Molecular mechanisms in basement membrane complications of diabetes. Alterations in heparin, laminin, and type IV collagen association

Abstract

We report alterations in the ligand-binding properties of laminin, the major noncollagenous protein of basement membranes, resulting from nonenzymatic glycosylation in vitro. Mouse laminin was incubated in vitro with 500 mM glucose, and the level of nonenzymatically glycosylated amino acids increased 2-, 6.2-, and 12-fold after incubation for 1, 3, and 12 days, respectively. Ligand binding assays conducted in solution with varying concentrations of [3H]heparin and a constant amount of control or nonenzymatically glycosylated laminin showed a reduction in heparin binding proportional to laminin glycosylation. An analysis of the stoichiometry of [3H]heparin binding to control and nonenzymatically glycosylated laminin at saturating levels of heparin was performed. The results indicated that the total number of heparin binding sites on laminin decreased 4.7- and 14.7-fold due to nonenzymatic glycosylation of laminin for 1 and 3 days, respectively. [3H]heparin binding to 12-day nonenzymatically glycosylated laminin was abolished. Scatchard analyses of the binding data for heparin and laminin gave a dissociation constant ( K d) of 3.4 × 10−8 M. The data for nonenzymatic glycosylation of laminin for 1 day in vitro resulted in a biphasic heparin binding curve.
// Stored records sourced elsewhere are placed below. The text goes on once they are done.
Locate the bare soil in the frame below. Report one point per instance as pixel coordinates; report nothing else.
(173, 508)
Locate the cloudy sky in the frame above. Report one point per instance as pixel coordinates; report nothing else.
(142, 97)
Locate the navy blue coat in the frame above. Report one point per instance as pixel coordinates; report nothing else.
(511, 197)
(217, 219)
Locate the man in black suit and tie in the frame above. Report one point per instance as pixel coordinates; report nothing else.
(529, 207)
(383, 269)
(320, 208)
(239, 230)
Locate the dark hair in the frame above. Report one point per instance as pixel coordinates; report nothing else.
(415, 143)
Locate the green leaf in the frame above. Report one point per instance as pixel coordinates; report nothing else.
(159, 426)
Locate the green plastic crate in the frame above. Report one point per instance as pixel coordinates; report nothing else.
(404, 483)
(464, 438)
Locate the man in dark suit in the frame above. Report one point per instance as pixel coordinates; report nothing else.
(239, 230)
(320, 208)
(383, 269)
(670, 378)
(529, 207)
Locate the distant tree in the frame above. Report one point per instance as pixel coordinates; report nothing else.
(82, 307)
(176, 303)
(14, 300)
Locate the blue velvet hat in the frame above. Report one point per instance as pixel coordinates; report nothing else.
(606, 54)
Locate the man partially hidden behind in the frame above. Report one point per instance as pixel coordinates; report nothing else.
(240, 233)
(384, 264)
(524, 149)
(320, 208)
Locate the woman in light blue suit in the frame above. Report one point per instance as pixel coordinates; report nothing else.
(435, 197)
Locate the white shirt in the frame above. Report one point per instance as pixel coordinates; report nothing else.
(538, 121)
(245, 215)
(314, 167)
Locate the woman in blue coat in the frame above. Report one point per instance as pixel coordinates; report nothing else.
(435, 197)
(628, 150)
Both high- and low-affinity binding was observed ( K d values of 3.3 × 10−8 and 2.6 × 10−7 M, respectively). Similar high- and low-affinity binding sites were seen on 3-day nonenzymatically glycosylated laminin ( K d values of 2.1 × 10−8 and 3.9 × 10−7 M, respectively). [3H]heparin binding at a fixed concentration to a constant amount of control or 12-day nonenzymatically glycosylated laminin and type IV collagen was also studied. Under control conditions, [3H]heparin binding to laminin was increased 3-fold in the presence of type IV collagen. The nonenzymatic glycosylation of laminin or type IV collagen substantially reduced type IV collagen–enhanced binding of heparin to laminin. The nonenzymatic glycosylation of both laminin and type IV collagen abolished type IV collagen–enhanced binding of heparin and reduced heparin binding to background levels. These observations are discussed in relation to the loss of heparan sulfate proteoglycan from the glomerular basement membrane in diabetes mellitus and in relation to the production of an initial lesion in the basement membranes of diabetic animals and humans.